It was spectacular, and Roger’s lyrical words about this year’s terrible events in Europe mesmerized. Describing his reporting in Ukraine and elsewhere, and the changes sweeping the continent, he said Europeans “have been galvanized from a self-regarding torpor.”
They understand the confrontation over Vladimir Putin’s murderous war in Ukraine can’t be lost “or the principles we hold dear, and learned so painfully across the arc of the 20th century, will ring hollow. A highway will open to Russian and Chinese domination of the 21st century, and a world where freedom, the rule of law, open societies and the defense of human rights are undone.”
We also marked founder Charles Crane’s friendship with the first president of independent Czechoslovakia, Tomas Masaryk, and Crane’s support for the independence movement.

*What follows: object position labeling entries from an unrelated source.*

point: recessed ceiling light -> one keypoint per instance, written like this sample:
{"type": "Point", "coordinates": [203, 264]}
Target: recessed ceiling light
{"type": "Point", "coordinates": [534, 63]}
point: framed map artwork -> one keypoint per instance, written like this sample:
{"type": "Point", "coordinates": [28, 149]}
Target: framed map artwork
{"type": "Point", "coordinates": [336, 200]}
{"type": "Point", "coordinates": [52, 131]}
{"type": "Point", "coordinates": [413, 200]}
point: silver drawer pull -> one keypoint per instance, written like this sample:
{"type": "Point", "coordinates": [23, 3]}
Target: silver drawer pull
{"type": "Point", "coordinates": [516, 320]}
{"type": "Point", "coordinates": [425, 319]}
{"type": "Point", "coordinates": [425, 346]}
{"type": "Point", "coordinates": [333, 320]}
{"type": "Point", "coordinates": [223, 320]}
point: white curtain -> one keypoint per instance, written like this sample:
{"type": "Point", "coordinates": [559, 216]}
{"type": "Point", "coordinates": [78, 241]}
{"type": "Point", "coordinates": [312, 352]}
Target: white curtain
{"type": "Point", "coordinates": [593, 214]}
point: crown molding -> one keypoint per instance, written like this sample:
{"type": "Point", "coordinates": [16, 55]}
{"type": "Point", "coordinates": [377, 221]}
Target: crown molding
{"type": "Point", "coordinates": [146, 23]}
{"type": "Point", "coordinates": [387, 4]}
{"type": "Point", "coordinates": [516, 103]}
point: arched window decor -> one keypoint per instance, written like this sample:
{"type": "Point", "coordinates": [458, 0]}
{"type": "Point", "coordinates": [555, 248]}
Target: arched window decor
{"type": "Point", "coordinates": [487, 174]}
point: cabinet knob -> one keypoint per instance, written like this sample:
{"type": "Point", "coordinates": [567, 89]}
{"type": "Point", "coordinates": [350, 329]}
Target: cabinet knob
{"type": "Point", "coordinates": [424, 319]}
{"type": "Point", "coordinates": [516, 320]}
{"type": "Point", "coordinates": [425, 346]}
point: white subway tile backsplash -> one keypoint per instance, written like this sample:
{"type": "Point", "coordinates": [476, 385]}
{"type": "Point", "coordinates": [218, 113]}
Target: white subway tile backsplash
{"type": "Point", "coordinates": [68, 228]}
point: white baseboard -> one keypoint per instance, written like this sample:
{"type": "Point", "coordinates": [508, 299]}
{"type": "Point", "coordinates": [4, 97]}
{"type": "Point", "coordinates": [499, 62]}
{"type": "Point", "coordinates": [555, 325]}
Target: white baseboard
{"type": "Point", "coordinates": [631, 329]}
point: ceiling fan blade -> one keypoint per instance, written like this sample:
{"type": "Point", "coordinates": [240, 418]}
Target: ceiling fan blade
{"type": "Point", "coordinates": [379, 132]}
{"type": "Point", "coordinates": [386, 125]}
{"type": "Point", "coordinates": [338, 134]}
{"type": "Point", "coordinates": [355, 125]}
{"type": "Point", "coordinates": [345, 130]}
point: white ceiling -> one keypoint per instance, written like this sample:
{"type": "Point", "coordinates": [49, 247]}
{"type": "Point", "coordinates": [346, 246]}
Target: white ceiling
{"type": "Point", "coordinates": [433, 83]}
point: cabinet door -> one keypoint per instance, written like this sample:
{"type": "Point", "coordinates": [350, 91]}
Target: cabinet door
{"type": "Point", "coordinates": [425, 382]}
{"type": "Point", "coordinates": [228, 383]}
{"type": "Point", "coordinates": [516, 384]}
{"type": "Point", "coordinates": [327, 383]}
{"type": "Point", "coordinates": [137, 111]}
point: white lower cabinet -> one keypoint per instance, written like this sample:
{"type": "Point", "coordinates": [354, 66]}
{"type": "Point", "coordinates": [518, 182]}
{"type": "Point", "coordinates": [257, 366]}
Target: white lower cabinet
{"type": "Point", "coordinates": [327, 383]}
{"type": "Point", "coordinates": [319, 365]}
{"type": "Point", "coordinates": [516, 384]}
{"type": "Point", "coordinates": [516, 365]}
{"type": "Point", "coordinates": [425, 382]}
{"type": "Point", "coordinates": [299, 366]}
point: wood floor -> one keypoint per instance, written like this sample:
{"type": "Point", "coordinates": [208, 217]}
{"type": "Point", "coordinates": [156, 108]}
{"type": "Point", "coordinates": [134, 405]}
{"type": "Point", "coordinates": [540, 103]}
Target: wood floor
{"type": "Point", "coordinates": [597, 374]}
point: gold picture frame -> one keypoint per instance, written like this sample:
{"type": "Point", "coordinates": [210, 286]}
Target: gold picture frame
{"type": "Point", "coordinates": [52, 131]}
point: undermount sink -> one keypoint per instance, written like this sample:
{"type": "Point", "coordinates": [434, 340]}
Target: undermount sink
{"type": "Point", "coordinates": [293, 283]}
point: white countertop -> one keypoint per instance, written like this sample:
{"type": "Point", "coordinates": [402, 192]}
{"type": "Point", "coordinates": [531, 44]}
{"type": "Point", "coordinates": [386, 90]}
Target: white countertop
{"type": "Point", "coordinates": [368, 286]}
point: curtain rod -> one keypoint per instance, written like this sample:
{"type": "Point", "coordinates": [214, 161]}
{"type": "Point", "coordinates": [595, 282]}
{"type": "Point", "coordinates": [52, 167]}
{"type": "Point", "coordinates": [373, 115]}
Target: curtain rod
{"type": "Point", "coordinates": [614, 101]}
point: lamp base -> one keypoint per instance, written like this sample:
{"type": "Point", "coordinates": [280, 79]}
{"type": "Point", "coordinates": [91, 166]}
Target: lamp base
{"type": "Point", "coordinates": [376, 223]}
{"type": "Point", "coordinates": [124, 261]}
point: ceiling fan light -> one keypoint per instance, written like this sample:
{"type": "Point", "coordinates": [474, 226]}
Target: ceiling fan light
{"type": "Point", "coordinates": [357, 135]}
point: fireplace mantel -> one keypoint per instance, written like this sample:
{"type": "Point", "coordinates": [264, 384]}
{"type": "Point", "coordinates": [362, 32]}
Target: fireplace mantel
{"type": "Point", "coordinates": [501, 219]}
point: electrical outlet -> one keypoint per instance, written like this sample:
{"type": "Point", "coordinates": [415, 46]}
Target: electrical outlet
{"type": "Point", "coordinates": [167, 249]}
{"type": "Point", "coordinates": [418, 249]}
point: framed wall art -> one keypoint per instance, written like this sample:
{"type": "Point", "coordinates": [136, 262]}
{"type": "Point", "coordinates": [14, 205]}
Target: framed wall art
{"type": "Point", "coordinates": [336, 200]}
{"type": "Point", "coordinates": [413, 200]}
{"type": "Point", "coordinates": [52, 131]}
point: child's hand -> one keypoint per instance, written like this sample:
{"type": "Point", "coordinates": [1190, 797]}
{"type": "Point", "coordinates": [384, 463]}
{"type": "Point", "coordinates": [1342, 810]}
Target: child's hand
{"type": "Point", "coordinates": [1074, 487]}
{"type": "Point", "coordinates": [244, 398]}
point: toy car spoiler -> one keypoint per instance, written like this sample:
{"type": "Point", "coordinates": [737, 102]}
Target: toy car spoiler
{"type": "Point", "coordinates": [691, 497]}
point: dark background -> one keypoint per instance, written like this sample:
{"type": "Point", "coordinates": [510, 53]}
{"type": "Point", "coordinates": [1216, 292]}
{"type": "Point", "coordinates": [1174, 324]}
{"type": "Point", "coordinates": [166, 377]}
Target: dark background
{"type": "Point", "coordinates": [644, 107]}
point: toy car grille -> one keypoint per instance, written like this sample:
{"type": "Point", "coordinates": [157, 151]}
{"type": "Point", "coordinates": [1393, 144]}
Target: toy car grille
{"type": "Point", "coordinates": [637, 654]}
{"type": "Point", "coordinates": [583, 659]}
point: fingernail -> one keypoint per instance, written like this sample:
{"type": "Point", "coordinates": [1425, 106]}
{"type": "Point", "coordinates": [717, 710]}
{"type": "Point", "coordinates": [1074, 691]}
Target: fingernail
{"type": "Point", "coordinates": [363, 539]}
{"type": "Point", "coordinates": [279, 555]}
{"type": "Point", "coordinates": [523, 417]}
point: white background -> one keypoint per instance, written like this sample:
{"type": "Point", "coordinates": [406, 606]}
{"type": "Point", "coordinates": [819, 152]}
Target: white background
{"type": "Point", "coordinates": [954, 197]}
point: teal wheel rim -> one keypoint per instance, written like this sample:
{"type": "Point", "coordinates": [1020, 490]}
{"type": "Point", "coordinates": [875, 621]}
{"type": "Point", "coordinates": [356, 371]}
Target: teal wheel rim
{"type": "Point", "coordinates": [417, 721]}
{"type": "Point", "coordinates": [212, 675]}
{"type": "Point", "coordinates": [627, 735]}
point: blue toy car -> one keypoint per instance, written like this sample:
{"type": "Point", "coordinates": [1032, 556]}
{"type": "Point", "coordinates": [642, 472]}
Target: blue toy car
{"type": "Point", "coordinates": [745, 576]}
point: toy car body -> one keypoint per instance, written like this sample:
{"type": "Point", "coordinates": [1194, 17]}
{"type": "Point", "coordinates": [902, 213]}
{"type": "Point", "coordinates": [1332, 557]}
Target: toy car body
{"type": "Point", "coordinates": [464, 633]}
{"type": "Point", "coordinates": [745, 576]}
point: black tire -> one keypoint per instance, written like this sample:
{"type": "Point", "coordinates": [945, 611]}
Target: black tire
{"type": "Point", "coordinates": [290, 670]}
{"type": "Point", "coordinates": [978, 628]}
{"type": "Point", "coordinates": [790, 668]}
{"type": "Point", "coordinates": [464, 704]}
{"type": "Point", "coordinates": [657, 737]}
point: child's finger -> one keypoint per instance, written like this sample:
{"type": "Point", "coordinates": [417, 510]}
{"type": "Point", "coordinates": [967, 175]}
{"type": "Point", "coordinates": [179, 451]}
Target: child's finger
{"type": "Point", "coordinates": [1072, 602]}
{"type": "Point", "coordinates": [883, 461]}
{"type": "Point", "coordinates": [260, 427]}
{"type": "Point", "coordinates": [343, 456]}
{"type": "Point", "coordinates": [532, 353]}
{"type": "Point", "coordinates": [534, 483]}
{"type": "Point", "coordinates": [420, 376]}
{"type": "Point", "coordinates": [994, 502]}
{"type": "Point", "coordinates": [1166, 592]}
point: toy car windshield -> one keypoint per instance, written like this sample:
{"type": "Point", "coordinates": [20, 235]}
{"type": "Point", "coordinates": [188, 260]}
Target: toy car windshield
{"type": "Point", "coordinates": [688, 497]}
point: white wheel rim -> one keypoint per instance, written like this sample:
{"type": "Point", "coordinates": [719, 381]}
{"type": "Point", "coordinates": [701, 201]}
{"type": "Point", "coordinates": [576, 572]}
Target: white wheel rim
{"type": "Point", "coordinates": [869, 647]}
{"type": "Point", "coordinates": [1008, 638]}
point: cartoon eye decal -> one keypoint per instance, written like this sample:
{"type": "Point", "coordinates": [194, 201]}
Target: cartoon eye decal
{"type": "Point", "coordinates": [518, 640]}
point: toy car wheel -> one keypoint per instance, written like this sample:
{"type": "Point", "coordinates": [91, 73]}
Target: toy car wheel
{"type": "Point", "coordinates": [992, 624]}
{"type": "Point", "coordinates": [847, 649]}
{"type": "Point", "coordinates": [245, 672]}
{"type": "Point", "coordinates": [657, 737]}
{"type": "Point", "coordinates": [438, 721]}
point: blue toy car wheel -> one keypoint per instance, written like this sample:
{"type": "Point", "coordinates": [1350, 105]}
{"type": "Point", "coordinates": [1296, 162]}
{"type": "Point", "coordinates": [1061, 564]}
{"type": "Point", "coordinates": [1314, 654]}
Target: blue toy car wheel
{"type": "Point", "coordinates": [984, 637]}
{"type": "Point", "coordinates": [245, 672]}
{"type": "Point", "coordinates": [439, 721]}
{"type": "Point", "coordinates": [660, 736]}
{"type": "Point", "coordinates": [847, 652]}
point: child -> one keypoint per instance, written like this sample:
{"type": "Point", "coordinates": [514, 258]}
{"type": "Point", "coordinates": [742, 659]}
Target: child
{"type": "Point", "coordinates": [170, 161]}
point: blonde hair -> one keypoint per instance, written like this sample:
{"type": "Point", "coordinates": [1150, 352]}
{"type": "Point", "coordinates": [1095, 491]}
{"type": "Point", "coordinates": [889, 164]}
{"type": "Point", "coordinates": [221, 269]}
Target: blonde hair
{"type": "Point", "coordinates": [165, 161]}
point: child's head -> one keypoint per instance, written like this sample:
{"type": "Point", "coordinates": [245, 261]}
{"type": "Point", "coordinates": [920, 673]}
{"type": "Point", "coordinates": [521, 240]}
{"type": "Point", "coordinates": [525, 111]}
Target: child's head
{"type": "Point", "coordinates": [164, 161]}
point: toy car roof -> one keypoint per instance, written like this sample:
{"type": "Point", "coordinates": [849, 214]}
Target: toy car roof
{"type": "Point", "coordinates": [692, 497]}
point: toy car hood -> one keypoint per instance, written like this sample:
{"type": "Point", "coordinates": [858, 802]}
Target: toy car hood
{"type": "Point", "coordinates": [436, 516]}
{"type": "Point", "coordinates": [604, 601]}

Crane’s great-grandson Joseph Bradley—emeritus professor of history, University of Tulsa—described his motivations, including support for pan-Slavism as well as admiration for leading liberal political reformers at a time the United States—for all our faults—promised a new kind of great power foreign policy supporting democratic values and self-determination.
And we heard from Jan Havranek, the Czech Republic Embassy’s deputy chief of mission, and Kateryna Smagliy, first secretary at the Ukrainian Embassy.